Async-first works best for teams that are distributed across time zones, teams larger than about five people (where the combinatorial explosion of synchronous coordination starts to hurt), and teams that would rather ship code than narrate what they shipped in a meeting about what they shipped. If that's you, the investment in async norms pays for itself within the first month, primarily in recovered engineering hours that used to disappear into the meeting-industrial complex.
The telegraph didn't eliminate face-to-face conversation – it just made the daily courier ride unnecessary.
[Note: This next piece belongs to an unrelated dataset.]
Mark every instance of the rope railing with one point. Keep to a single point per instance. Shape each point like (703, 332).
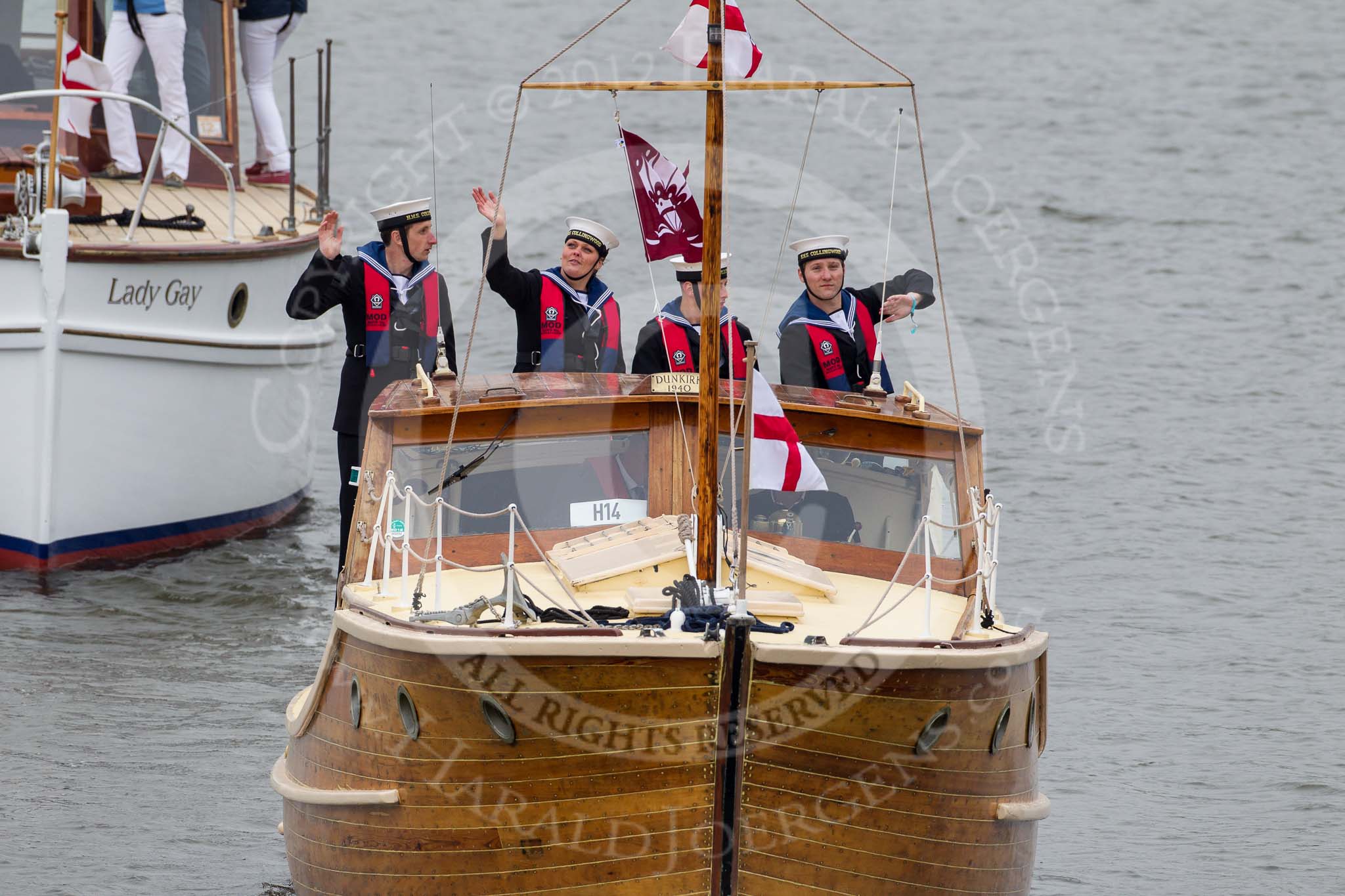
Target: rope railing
(985, 527)
(384, 536)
That's all async-first does for an engineering team: it retires the rituals that only existed because the tools hadn't caught up yet, and protects the conversations that actually matter.
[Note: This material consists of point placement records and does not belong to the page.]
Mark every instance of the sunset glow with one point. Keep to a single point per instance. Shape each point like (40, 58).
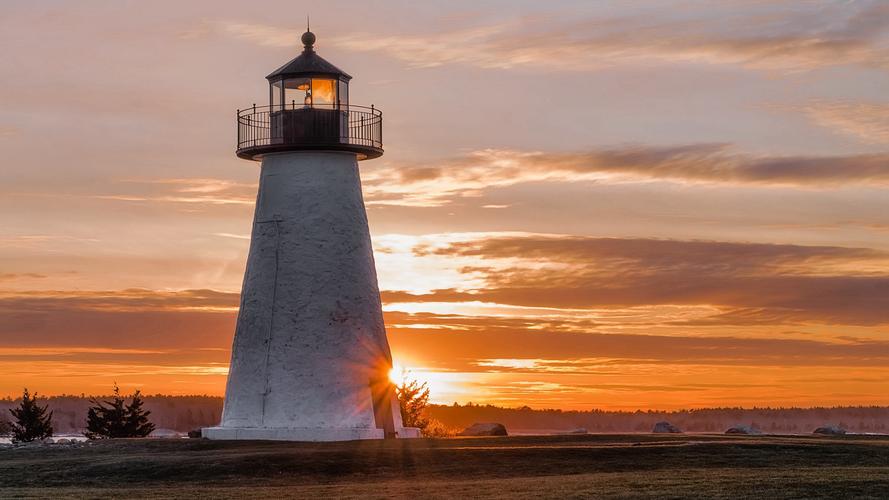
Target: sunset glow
(568, 214)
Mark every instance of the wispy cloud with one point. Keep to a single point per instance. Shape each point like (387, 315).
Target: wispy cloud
(748, 283)
(786, 40)
(869, 122)
(438, 183)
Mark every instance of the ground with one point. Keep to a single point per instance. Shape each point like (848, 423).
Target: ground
(622, 466)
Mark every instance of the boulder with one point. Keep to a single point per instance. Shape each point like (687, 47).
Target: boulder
(484, 429)
(830, 430)
(665, 428)
(165, 433)
(748, 430)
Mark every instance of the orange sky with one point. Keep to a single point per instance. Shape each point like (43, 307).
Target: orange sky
(581, 205)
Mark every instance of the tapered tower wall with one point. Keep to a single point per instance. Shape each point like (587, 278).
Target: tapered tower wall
(310, 358)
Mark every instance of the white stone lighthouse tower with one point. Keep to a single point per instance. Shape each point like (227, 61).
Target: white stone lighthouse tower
(310, 359)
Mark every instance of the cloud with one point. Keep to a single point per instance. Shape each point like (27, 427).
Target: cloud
(188, 190)
(467, 176)
(597, 353)
(748, 283)
(18, 276)
(869, 122)
(785, 40)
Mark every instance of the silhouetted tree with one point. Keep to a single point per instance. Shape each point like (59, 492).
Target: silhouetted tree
(116, 419)
(413, 400)
(31, 421)
(137, 423)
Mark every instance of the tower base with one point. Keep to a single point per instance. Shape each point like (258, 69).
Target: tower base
(301, 434)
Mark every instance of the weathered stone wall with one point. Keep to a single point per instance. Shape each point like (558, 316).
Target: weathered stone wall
(310, 337)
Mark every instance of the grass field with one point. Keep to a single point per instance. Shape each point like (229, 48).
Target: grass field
(670, 466)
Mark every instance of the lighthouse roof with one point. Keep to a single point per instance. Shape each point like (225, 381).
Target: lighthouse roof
(309, 63)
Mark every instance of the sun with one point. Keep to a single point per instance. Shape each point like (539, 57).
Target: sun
(396, 374)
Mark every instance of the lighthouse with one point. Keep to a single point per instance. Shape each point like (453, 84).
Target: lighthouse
(310, 359)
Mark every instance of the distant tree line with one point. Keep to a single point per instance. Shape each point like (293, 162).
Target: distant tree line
(180, 414)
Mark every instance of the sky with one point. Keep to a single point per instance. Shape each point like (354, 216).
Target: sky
(613, 204)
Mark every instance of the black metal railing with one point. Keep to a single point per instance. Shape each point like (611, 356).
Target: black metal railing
(280, 126)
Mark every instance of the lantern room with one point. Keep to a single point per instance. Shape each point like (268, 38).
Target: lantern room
(308, 109)
(308, 81)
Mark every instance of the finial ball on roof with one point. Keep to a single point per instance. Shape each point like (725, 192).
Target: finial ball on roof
(308, 39)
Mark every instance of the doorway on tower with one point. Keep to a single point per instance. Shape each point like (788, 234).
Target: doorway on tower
(383, 394)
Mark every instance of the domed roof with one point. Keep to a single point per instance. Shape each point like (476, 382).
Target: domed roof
(308, 63)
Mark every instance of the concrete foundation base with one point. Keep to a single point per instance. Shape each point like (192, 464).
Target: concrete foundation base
(301, 434)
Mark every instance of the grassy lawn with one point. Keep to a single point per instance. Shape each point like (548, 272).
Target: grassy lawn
(545, 466)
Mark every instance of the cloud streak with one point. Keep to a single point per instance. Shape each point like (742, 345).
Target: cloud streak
(785, 40)
(751, 283)
(466, 176)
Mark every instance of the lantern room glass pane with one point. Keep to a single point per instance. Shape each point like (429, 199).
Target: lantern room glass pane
(323, 92)
(343, 93)
(297, 93)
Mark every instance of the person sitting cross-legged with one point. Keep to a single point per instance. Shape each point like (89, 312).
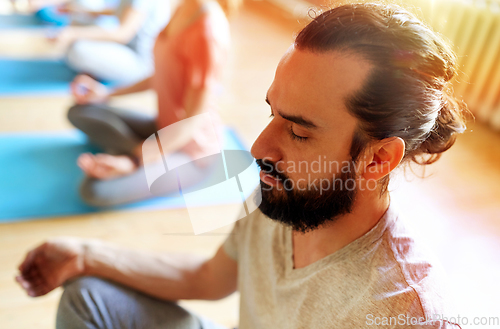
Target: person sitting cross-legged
(362, 90)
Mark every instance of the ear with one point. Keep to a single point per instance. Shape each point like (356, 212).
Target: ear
(382, 158)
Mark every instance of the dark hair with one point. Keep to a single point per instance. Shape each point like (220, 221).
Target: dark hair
(407, 94)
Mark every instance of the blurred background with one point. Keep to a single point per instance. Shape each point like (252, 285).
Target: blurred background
(455, 208)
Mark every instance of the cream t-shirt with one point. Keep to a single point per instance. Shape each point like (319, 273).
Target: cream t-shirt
(384, 279)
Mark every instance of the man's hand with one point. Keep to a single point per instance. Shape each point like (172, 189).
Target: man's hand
(86, 90)
(51, 264)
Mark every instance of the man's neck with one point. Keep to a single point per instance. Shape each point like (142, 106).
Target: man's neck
(312, 246)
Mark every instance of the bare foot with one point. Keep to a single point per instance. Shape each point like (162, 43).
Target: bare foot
(105, 166)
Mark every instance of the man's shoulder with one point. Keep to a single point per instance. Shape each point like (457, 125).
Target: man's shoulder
(408, 281)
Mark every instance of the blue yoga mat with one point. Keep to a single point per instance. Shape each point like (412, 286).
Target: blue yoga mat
(39, 176)
(19, 77)
(35, 77)
(20, 21)
(49, 17)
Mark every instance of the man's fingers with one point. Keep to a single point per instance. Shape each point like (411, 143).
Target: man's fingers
(30, 257)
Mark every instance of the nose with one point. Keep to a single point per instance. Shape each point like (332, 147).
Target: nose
(266, 146)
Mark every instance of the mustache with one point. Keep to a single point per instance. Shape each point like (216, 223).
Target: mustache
(270, 168)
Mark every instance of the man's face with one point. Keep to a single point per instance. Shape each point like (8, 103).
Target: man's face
(305, 148)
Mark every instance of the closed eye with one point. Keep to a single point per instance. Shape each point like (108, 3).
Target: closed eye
(295, 136)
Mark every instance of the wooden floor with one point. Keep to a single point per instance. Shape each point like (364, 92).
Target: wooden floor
(456, 209)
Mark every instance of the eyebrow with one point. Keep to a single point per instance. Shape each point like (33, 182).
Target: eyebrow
(298, 119)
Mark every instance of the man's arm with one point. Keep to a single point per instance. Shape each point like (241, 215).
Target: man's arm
(168, 276)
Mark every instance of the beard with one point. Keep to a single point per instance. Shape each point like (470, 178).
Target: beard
(307, 209)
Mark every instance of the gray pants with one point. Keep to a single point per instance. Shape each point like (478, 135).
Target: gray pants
(119, 131)
(92, 303)
(109, 61)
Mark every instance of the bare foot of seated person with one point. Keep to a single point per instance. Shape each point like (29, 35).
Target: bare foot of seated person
(105, 166)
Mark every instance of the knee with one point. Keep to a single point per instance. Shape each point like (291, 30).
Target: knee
(75, 289)
(78, 112)
(76, 307)
(77, 54)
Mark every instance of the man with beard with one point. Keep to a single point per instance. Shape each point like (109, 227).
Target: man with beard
(363, 89)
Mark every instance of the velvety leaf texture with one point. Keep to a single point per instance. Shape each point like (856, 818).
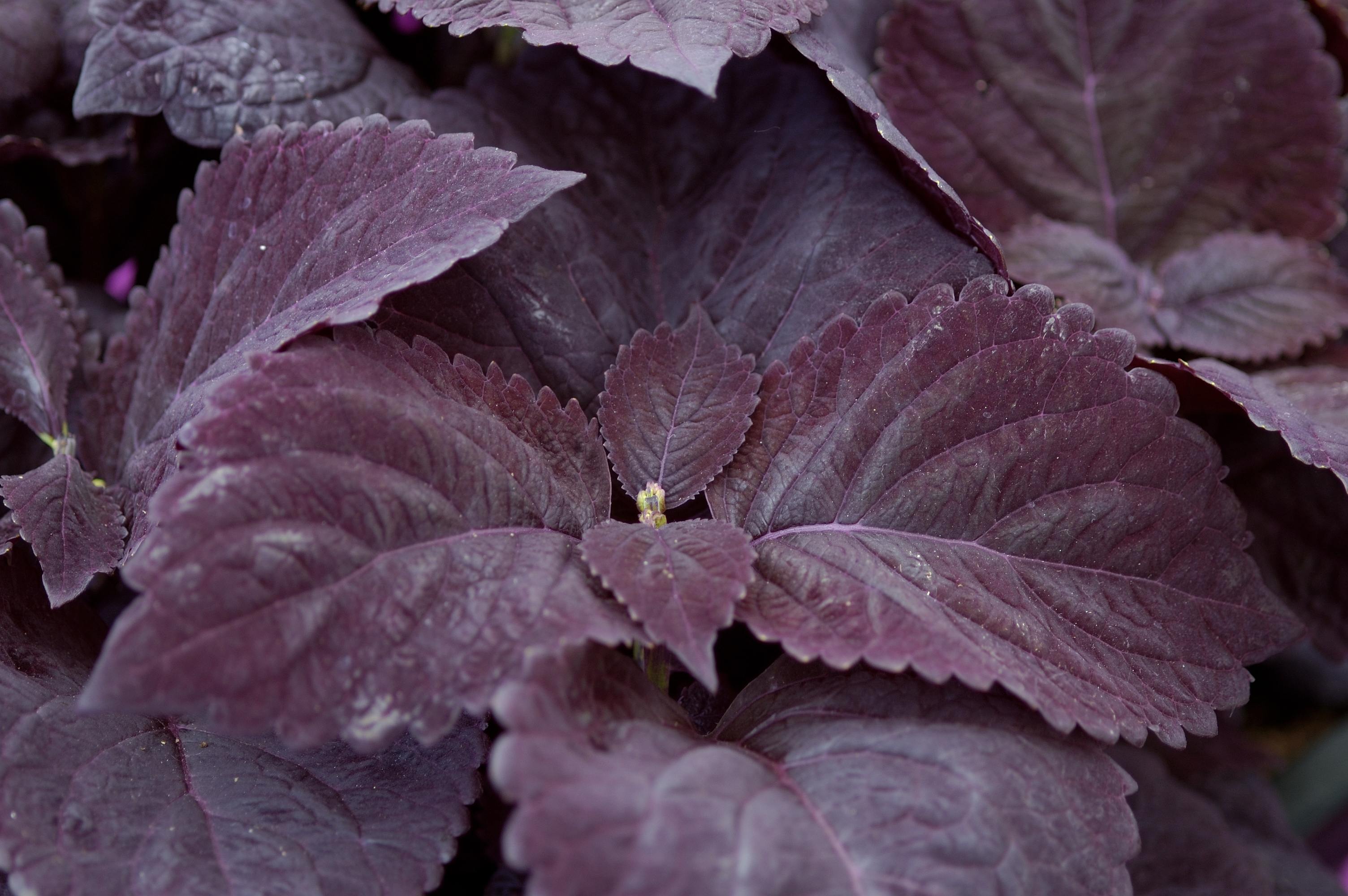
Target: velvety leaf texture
(843, 45)
(224, 68)
(1251, 297)
(1238, 296)
(111, 805)
(366, 537)
(37, 339)
(676, 406)
(766, 207)
(1154, 123)
(1081, 267)
(1307, 405)
(681, 581)
(812, 782)
(298, 229)
(1224, 836)
(978, 488)
(687, 41)
(74, 529)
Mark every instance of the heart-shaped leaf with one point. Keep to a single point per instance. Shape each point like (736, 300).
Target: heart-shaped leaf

Frequently Asked Questions
Q: How do you handle code reviews in an async-first engineering team? A: Set an explicit review SLA (ours is one business day) and make PR descriptions do the heavy lifting – explain not just what changed but why, link the relevant issue, and flag anything the reviewer should focus on. The biggest async-review failure mode is a PR that sits for three days because the reviewer needs context that exists only in someone's head. Write it down or pay for it later.
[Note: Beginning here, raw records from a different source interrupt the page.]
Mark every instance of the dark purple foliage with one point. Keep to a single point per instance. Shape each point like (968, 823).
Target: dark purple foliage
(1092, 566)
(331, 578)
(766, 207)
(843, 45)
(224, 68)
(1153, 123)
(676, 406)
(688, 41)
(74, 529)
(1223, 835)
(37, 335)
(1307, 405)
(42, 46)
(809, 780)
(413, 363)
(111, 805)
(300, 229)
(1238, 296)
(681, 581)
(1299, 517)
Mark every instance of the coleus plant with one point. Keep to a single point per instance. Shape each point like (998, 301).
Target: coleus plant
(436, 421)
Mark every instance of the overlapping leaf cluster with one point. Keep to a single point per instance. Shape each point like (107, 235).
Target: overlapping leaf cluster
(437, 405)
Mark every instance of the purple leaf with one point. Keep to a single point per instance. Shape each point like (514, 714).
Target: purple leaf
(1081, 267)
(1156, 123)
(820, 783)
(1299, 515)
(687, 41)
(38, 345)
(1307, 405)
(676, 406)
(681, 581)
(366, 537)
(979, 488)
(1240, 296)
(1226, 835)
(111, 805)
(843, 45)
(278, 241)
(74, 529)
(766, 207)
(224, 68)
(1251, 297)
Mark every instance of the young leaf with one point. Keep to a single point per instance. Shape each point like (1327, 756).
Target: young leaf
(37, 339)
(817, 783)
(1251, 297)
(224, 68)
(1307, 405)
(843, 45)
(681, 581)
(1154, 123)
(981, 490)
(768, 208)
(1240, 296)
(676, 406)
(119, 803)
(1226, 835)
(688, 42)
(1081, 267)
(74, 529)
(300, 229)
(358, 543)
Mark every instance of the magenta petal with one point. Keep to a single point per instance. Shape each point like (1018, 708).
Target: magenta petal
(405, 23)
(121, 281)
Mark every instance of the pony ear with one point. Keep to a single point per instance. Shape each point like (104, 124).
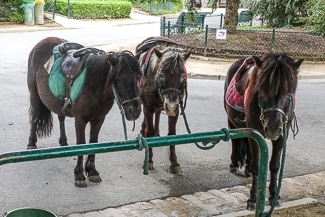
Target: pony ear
(112, 59)
(187, 55)
(258, 61)
(137, 56)
(298, 63)
(158, 53)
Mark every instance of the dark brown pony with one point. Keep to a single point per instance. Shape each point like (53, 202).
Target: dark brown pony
(163, 88)
(105, 72)
(260, 94)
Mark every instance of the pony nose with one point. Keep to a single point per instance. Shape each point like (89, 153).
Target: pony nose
(132, 112)
(171, 109)
(272, 134)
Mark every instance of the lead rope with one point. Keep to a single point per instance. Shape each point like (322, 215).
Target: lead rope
(142, 143)
(118, 101)
(204, 147)
(276, 197)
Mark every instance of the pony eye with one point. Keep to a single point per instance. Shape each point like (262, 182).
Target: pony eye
(117, 81)
(161, 76)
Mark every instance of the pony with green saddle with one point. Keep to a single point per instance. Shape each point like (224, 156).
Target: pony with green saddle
(75, 81)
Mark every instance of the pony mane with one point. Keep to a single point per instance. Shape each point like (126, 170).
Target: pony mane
(172, 58)
(276, 76)
(96, 77)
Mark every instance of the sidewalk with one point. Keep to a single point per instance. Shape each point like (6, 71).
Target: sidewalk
(225, 202)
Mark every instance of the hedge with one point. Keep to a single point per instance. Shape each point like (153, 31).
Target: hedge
(95, 9)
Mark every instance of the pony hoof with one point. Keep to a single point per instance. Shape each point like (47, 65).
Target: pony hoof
(31, 147)
(234, 169)
(248, 173)
(278, 203)
(95, 179)
(251, 205)
(80, 183)
(150, 167)
(174, 169)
Q: Does Sugarbug help with async-first workflows? A: It helps with the specific problem of context getting fragmented across tools – a decision in Slack, a task in Linear, a design comment in Figma. Sugarbug connects those signals so status is visible without anyone having to narrate it in a meeting. It's not the only way to solve that problem (you could also be very disciplined about cross-linking everything manually), but we built it because we got tired of the manual version.
Q: What's the biggest mistake teams make when going async-first? A: Treating it as a policy change instead of a habit change. You can write a beautiful "communication norms" document, but if people don't actually update their Linear issues or write decisions into PRs, you've just removed meetings without replacing the information flow. The norms have to become muscle memory, which takes about a month of gentle, consistent nudging.
Q: How do you handle urgent production issues in an async-first team? A: You don't handle them async – that's the whole point of "async-first, not async-only." Define a clear escalation path: a dedicated Slack channel or PagerDuty for true emergencies, with the understanding that everything else follows normal response windows. The key distinction is between "urgent" (production is down) and "I want an answer now" (which is usually impatience, not urgency).
Q: Can Sugarbug replace standup meetings entirely? A: It can replace the information-gathering part – the "what did everyone do yesterday?" ritual – because that context is already flowing through GitHub, Linear, and Slack. What it can't replace is the human connection part, which is why we still keep a short weekly sync for the conversations that benefit from being in the same (virtual) room.